Beating Burnout: Practical Strategies for Wellness

As we enter the changing of seasons and begin looking forward to warm weather, clear skies, and vacation time, we can often experience a period of burnout. Burnout can creep up slowly, manifesting as exhaustion, cynicism, and a lack of motivation. Recognizing the signs early and taking proactive steps to combat burnout can make all the difference in maintaining overall well-being. Here are some practical strategies, along with examples, to help you recognize and combat burnout no matter your age:

Self-Care: Prioritize activities that recharge your batteries. For example, if you enjoy painting, set aside time each week to indulge in your artistic passion. If exercise is your thing, schedule regular workouts to boost your mood and energy levels. Remember, self-care isn't selfish— it's essential for maintaining your mental and emotional health.

Set Boundaries: Learn to say no when your plate is full. If you're feeling overwhelmed with work projects, don't hesitate to communicate your limits and delegate tasks when possible. For instance, if a colleague asks you to take on an additional project, politely decline and explain that your current workload is at capacity. Or if you feel overwhelmed with homework, ask a classmate, teacher, or caregiver to help you.

Seek Support: Reach out to friends, family, or a therapist for support and guidance. Talking about your feelings can provide validation and perspective. Consider joining a support group or seeking professional therapy if you're struggling to cope with burnout on your own.

Consider Seasonal Adjustments: Be mindful of how seasonal changes can affect your mood and energy levels. For example, if you notice a dip in your mood during the winter months, consider investing in a light therapy lamp. Take advantage of the longer days and warmer weather in spring by spending time outdoors and soaking up the sunshine.

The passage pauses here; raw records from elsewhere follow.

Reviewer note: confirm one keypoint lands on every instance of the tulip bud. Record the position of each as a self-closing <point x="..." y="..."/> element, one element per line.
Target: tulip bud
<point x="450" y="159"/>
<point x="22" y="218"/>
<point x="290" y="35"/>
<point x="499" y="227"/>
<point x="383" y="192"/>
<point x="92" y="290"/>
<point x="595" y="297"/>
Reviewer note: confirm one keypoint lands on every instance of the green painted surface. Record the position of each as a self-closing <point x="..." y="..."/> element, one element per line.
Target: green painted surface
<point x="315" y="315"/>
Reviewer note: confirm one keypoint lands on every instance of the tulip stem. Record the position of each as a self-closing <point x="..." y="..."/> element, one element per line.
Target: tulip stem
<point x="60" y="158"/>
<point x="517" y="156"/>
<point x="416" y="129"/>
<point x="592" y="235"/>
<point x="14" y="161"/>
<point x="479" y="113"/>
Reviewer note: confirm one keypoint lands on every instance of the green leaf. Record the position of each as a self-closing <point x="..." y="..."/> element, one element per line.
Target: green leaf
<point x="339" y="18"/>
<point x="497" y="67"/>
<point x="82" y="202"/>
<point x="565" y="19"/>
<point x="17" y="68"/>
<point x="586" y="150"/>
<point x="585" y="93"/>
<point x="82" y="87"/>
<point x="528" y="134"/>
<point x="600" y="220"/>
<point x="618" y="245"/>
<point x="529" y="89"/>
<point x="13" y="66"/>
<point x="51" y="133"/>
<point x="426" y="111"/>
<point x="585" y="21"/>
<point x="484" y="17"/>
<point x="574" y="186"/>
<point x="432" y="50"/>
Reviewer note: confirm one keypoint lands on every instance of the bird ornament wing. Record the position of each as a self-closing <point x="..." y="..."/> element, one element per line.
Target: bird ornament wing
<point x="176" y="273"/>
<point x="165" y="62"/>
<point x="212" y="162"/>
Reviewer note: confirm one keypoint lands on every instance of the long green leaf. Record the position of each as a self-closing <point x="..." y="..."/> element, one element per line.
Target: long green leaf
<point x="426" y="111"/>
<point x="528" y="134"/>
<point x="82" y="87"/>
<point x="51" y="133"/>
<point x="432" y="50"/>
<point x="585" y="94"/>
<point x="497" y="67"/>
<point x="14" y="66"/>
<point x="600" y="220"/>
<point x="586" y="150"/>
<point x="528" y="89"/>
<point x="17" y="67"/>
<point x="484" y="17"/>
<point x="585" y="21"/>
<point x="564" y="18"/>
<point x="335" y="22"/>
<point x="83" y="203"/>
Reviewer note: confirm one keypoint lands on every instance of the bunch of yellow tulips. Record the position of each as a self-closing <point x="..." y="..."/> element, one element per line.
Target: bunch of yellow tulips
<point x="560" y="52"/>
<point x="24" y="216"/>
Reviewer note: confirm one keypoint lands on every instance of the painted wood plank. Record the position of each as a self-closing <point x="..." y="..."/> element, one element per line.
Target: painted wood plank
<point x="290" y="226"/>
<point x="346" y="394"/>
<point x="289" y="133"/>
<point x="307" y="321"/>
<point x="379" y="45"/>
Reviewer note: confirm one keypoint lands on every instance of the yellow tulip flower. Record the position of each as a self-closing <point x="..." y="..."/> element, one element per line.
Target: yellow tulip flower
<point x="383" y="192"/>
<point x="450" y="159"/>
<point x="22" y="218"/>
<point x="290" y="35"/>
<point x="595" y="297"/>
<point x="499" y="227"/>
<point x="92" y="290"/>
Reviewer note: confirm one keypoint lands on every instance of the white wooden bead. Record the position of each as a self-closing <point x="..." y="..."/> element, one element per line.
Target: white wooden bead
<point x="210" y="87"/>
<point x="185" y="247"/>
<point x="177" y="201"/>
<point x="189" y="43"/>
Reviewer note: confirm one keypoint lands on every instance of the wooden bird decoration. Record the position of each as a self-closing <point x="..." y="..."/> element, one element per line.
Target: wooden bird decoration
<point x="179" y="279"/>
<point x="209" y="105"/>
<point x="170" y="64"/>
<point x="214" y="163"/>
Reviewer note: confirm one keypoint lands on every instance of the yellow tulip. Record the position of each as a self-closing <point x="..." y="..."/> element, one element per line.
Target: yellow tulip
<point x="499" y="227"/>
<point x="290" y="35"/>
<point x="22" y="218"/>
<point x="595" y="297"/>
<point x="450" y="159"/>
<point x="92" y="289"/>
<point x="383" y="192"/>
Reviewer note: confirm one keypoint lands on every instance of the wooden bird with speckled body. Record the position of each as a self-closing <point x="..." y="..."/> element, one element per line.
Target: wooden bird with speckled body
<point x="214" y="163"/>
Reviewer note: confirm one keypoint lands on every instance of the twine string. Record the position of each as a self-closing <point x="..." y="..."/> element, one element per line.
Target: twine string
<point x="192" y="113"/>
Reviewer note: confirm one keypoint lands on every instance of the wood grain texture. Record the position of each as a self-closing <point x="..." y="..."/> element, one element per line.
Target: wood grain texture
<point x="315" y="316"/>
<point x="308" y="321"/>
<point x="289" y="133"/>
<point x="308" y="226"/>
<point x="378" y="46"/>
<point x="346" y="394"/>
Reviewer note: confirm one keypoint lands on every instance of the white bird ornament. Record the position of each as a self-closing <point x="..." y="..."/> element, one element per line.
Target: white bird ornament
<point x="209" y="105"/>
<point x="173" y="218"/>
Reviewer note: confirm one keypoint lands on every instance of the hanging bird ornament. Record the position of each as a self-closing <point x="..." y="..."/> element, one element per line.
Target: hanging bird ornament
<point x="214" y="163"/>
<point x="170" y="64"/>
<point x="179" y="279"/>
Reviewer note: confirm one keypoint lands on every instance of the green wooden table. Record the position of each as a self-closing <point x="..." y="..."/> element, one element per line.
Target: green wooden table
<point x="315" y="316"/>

Embrace Mental Health Days: Mental health days are increasingly recognized as essential for overall well-being, and many workplaces are becoming more accepting of employees taking time off to prioritize their mental health. If you're feeling burned out, don't hesitate to take a mental health day to recharge and reset. Use this time to engage in activities that nourish your soul, whether it's taking a long bath, going for a nature walk, or simply curling up with a good book.

Recognizing and combating burnout requires a proactive approach and a commitment to self-care. By prioritizing activities that recharge you, setting boundaries, seeking support, and embracing mental health days, you can effectively manage burnout and cultivate a life that is balanced and fulfilling. If you experience symptoms of burnout that feel chronic or that recur quickly and repeatedly, consider finding a therapist who may be able to help you manage the feelings or find the deeper root of what is causing them.  Remember, your mental and emotional health are invaluable—don't hesitate to prioritize them.